What is a robot, and how small can robots be? Are there robots the size of a hand? How about the size of a strand of hair? Can a robot be as tiny as a single molecule? Learn what makes a robot a robot, then step down in size and find out which robots are real and which are science fiction. This children's book is available in hardcover, softcover and digital download via www.lulu.com and www.amazon.com. See Resources tab for links.
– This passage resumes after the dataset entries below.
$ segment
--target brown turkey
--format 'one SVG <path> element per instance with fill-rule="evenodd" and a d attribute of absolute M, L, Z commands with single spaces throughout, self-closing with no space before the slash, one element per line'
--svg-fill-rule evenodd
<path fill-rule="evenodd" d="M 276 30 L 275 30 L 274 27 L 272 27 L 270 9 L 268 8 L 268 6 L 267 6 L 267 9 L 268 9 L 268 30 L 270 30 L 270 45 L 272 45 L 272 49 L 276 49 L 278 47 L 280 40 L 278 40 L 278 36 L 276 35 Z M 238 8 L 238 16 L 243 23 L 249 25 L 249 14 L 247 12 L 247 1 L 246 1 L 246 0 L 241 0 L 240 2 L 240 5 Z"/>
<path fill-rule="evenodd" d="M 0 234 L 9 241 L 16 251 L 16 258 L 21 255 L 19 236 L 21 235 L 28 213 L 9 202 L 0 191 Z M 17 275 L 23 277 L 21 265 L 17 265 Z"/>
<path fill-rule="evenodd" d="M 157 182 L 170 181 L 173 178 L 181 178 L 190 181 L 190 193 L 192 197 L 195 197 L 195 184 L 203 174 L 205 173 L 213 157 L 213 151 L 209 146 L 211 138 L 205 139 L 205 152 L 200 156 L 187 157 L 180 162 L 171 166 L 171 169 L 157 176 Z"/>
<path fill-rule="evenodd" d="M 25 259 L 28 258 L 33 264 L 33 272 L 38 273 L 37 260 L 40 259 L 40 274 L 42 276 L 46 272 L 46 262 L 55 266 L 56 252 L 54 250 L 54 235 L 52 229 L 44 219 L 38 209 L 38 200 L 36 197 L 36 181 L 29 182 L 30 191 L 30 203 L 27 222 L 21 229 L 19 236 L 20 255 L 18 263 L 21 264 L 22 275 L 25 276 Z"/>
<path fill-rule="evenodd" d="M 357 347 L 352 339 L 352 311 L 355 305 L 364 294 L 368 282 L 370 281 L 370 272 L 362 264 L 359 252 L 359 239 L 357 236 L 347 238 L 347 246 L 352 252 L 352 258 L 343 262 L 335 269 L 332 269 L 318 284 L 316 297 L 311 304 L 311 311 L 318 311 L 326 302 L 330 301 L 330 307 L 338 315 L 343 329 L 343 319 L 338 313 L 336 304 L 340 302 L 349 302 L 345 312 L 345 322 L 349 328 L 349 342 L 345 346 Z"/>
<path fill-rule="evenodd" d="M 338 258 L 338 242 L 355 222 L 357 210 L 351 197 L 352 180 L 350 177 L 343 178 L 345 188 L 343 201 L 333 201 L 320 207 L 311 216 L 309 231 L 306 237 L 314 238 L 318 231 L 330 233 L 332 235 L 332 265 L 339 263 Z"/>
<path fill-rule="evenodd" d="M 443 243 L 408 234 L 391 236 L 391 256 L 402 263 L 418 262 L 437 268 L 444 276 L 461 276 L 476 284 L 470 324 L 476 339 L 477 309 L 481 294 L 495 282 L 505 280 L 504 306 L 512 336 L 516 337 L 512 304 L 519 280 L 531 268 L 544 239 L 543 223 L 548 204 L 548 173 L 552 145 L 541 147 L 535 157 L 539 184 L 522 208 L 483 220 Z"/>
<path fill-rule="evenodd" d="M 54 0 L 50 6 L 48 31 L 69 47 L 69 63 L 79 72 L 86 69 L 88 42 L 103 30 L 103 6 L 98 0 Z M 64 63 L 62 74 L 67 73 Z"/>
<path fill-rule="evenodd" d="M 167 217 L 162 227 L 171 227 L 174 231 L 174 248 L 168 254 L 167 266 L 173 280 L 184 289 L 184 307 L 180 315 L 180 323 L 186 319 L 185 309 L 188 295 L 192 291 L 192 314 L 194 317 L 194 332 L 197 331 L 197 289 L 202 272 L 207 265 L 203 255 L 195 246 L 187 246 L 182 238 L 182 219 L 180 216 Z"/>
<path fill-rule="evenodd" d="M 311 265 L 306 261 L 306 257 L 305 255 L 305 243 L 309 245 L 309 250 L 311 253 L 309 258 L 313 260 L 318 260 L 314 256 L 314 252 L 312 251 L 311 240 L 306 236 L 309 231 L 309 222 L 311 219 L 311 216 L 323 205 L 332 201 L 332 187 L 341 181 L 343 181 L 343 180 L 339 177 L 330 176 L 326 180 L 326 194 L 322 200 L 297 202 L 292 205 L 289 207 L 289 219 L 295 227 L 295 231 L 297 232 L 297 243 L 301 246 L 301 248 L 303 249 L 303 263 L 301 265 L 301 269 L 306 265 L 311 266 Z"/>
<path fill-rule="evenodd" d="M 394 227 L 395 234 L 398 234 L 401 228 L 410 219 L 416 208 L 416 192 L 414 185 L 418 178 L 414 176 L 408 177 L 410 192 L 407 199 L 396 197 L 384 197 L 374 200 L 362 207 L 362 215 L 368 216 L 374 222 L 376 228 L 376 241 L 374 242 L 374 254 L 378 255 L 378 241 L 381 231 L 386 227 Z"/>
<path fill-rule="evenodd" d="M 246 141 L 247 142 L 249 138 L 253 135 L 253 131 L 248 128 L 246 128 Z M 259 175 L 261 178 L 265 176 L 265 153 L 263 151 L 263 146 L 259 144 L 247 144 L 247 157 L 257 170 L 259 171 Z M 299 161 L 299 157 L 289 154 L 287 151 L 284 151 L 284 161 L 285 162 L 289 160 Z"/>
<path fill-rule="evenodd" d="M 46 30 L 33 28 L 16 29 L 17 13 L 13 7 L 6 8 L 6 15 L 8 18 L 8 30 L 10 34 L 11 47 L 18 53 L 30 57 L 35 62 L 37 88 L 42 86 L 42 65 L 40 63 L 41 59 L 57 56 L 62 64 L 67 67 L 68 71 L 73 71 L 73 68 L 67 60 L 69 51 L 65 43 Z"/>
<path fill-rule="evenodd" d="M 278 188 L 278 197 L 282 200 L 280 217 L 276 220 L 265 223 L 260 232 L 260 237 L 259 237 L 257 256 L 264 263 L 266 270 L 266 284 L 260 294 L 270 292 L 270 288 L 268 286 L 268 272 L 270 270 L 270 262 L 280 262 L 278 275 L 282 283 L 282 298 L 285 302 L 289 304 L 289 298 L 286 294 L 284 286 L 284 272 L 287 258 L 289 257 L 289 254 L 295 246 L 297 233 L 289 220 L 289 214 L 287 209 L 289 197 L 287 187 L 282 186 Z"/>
What is a nanometer? What things are measured in nanometers? Is a red blood cell bigger or smaller than a bacteria? Step down in size to find out the answers and learn about different types of units that are used to measure very tiny things. This children's book may be downloaded for free from or purchased in hard copy at www.lulu.com or www.amazon.com. See Resources tab for links.
"Exploring Products - Nano Fabric" is a hands-on activity exploring how the application of nano-sized whiskers can protect clothing from stains. Visitors investigate the hydrophobic properties of pants made from nano fabric and ordinary fabric.
"Exploring Tools - Special Microscopes" is a hands-on activity in which visitors use a flexible magnet as a model for a scanning probe microscope. They learn that SPMs are an example of a special tool that scientists use to work on the nanoscale.
"Exploring Structures - Buckyballs" is a hands-on activity in which visitors fold up a precut shape to make a model of a buckyball. They learn that buckyballs are tiny, soccerball-shaped molecules made of carbon.
"Exploring Size - Measure Yourself" is a hands-on activity in which visitors mark their height on a height chart and discover how tall they are in nanometers. They learn that although being a billion nanometers tall sounds impressive, it doesn't mean they're super tall: it means a nanometer is super small. Visitors can also measure their hands in nanometers.